AY: I haven’t spoken to Rep. Kraft about those comments or this bill. For me, it’s not so much ‘should it be a utility’ or ‘should it not be a utility.’ I just want broadband. I think she’s got a little bit of a point there where when you have a utility, you’re socializing the costs of bringing that utility to a particular population. So I think that might be what she was talking about, but I’m not sure.

From my standpoint, I never knew that broadband could become a utility for a district. The first time I had heard about that being a possibility was when I got the bill, which was probably the Thursday before session started. I got a call from Rep. Hansen and we started talking about it. I said, ‘If this is the way I can get broadband to my rural areas, then let’s do whatever it takes.’

I’ve got Kittitas County, most of Grant County, North Yakima County and Lincoln County. We’ve got the most desolate little towns in the whole state. Poverty levels are high and people don’t live close to each other because they’re mostly on farms. When you have that small population, infrastructure just doesn’t lend itself for broadband to be out there. It just doesn’t pencil out to put a new cell tower in the middle of Lincoln County because it only services a few hundred people. If you’re a telephone company, why would you spend $10-20 million to put a tower up to only service a few hundred people? It doesn’t pencil out for them so they don’t do it. That’s the dilemma that my district sits in.

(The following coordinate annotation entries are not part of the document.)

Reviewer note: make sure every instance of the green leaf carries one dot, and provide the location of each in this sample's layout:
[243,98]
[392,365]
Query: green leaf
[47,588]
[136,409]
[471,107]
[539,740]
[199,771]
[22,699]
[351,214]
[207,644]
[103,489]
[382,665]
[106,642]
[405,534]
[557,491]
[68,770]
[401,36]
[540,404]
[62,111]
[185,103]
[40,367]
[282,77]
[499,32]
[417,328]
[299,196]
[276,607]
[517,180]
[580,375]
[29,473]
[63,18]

After reading through this bill, I felt that this approach might be able to bring broadband to those rural areas. One thing about me is that I was a school board member for eight years, so I’m just about the kids. The kids need broadband right now because of covid and if this is one way of bringing it to the masses, I think we need to try.” 

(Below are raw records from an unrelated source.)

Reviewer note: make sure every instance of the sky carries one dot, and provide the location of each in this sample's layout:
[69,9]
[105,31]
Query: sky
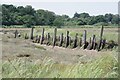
[69,8]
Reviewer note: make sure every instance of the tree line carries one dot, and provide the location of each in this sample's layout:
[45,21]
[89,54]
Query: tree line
[28,16]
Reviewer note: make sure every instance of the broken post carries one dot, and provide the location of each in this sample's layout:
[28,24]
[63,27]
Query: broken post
[31,36]
[48,38]
[42,36]
[67,39]
[80,44]
[54,36]
[101,34]
[84,37]
[61,40]
[16,33]
[75,41]
[93,41]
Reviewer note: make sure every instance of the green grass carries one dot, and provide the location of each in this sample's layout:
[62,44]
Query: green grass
[103,67]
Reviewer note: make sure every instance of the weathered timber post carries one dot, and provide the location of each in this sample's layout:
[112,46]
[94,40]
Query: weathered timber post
[67,39]
[48,38]
[80,44]
[90,41]
[26,36]
[75,41]
[93,41]
[39,39]
[54,36]
[31,36]
[61,40]
[42,36]
[103,43]
[101,34]
[95,44]
[16,33]
[36,38]
[85,43]
[84,37]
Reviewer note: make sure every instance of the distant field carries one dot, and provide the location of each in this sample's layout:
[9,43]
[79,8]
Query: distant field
[110,33]
[47,62]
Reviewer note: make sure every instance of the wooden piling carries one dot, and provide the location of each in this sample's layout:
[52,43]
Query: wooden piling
[54,36]
[39,39]
[16,33]
[67,39]
[101,34]
[31,36]
[61,40]
[48,38]
[42,36]
[84,36]
[75,41]
[80,43]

MG: Covid has undoubtedly increased the urgency for expanding broadband access. How much has the pandemic catapulted this issue ahead of others?

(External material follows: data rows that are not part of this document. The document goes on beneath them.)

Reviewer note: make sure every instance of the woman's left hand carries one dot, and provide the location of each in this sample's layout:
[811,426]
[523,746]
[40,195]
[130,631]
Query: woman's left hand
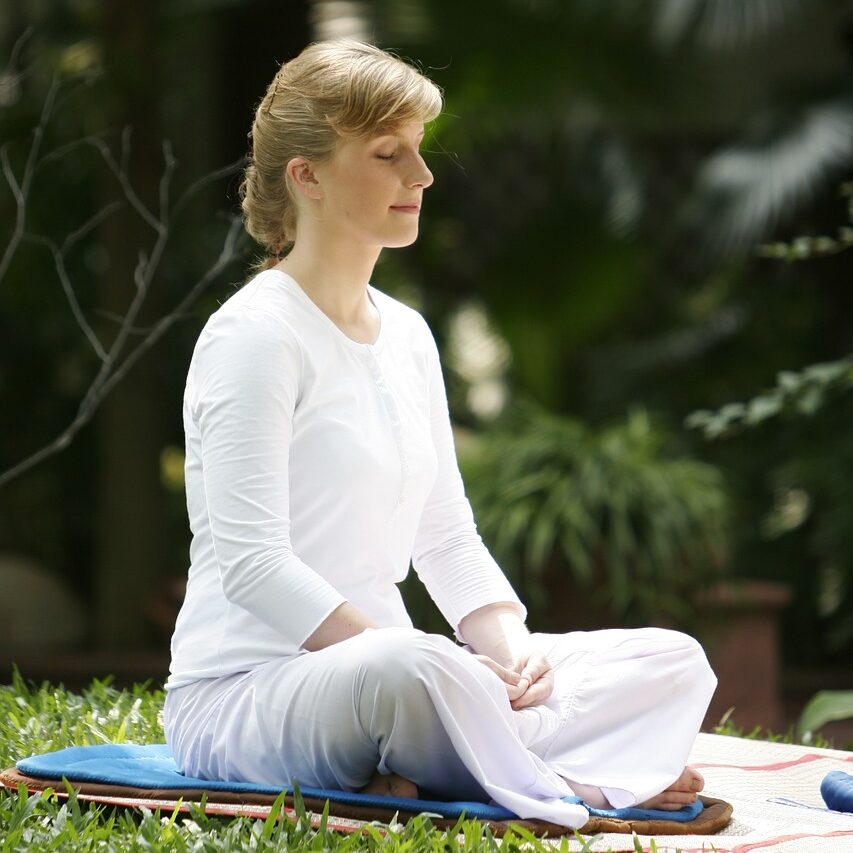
[536,681]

AY: It was definitely picking up speed before the pandemic. I know Rep. Mary Dye has been pushing really hard, working with the federal government as well, to bring broadband to her area. Myself as a school board member and part of leadership of the Washington State School Board Association, we’ve been pushing really hard for eight years. I think even before covid, it was going to happen; it was just a matter of when.” 

MG: One of your Senate colleagues said that enhancing broadband connectivity around the state may end up burning though a large portion of the capital budget. How much of a priority should broadband be when stacked up against a long list of other line items?

AY: I don’t think the capital budget will be an issue when trying to bring broadband to the masses. This bill is still in its infancy and needs work but the way this bill is structured at the moment, if some of the utilities decide to bring broadband to their areas, there is federal funding to build out that infrastructure. 

In my county, the Grant County PUD put in fiber infrastructure across the county for data and communications purposes for the electric utility. It’s basically a giant pipe in the ground that has fiber in it, mostly for electric generation and distribution purposes. When that backbone was put in, somebody smarter than I said ‘can’t we just get get a line from that giant pipe over to my house and get fiber broadband to my house.’ They ran with this idea and now most of my county is fibered up.

When we talk about capital funding and infrastructure build out, that’s where we’re going to need the dollars. We’re hoping from the way the bill is structured that much of the broadband infrastructure could be federally funded. I’m sure we’re going to need a little bit of state funding here and there, some of which is already allocated,  but I think most of the dollars will be federal.” 

MG: Anything else you can share about how this bill might develop in committee and beyond? 

AY: The good thing about this bill is that it isn’t mandatory. It’s not as if county PUDs will be required to build out broadband if this bill passes. I didn’t want this to be a mandate because some communities may not want it. They may not want the build out cost of doing it, or the PUDs may not want the infrastructure to get it done. Maybe they have a different solution. If it was a mandatory bill I wouldn’t be signing on.”